As settlers traveled across the country a couple hundred years ago, their needs were simple even though times were harsh. Food, shelter and safety were primary. After trudging laborious miles through strange lands, scared, exhausted and many sick, a rewarding meal was often looked forward to at day's end. This made one piece of gear more of a treasure than a travel accessory: the cast iron kettle, or Dutch oven. Today, a Dutch oven is a treasure found around campfires as a luxury more so than a necessity.
Pulling a Dutch oven from the vehicle or RV at a campground usually draws comments from neighboring campers. Conversations covering recipes, Dutch oven cooking techniques and personal tricks learned from using cast iron cookery, stir excitement for the next camp meal.
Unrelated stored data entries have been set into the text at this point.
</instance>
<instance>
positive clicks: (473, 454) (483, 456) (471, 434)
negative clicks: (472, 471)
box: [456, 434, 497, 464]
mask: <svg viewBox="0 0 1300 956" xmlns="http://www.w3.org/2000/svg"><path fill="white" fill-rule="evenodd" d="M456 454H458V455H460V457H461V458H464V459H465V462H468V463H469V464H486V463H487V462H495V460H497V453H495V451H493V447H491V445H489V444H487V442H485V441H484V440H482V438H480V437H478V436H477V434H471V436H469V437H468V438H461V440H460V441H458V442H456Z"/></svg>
Since the Dutch oven made the trip over the Atlantic aboard ships transiting people looking for new, better lives, the cast iron kettle has remained a diverse cooking device known to those people and their descendants. The previously, legless bottomed kettle soon was reshaped to accommodate their important work. With three short legs added to the design, Americans found it easier to control the temperature for a wide range of cooking and baking needs. From soups to thick stews, and from breads to cakes and pies, the simple Dutch oven provided the tool to deliver an evenly planned meal — and still does today.
The biggest challenge, but shouldn't be, for new Dutch oven cooks is maintaining the correct cooking temperature. This is simply done via charcoal briquettes, that is, with a specific number of them per size of oven used. Although merely placing an oven over an open fire will do for some recipes, for an accurate cooking temperature, charcoal is ideal.
Oven manufacturers include a guide or chart instructing how many lit charcoal briquettes should be placed underneath the Dutch oven and how many on top of the lid is needed to produce and maintain the recipe's desired temperature. As a rule, one-third of the total briquettes go on top and the remaining two-thirds underneath. For example: using a 12-inch Dutch oven, placing 16 briquettes under the oven and eight on the lid will generate 350 degrees for about an hour. Pretty simple for any grade of cook to handle, but the result will taste anything but ordinary.
Other than a pair of welder's gloves, or similar pair of heavily insulated leather gloves, and a metal lid lifter, pair of metal tongs (for handling charcoal briquettes), and a sturdy but packable tripod, there is nothing more needed to create delicious meals — except for heat source of course. A Dutch oven may not be the necessity it was centuries ago, but the food prepared in the cast iron cooker will be just appreciated nearly as much at camp.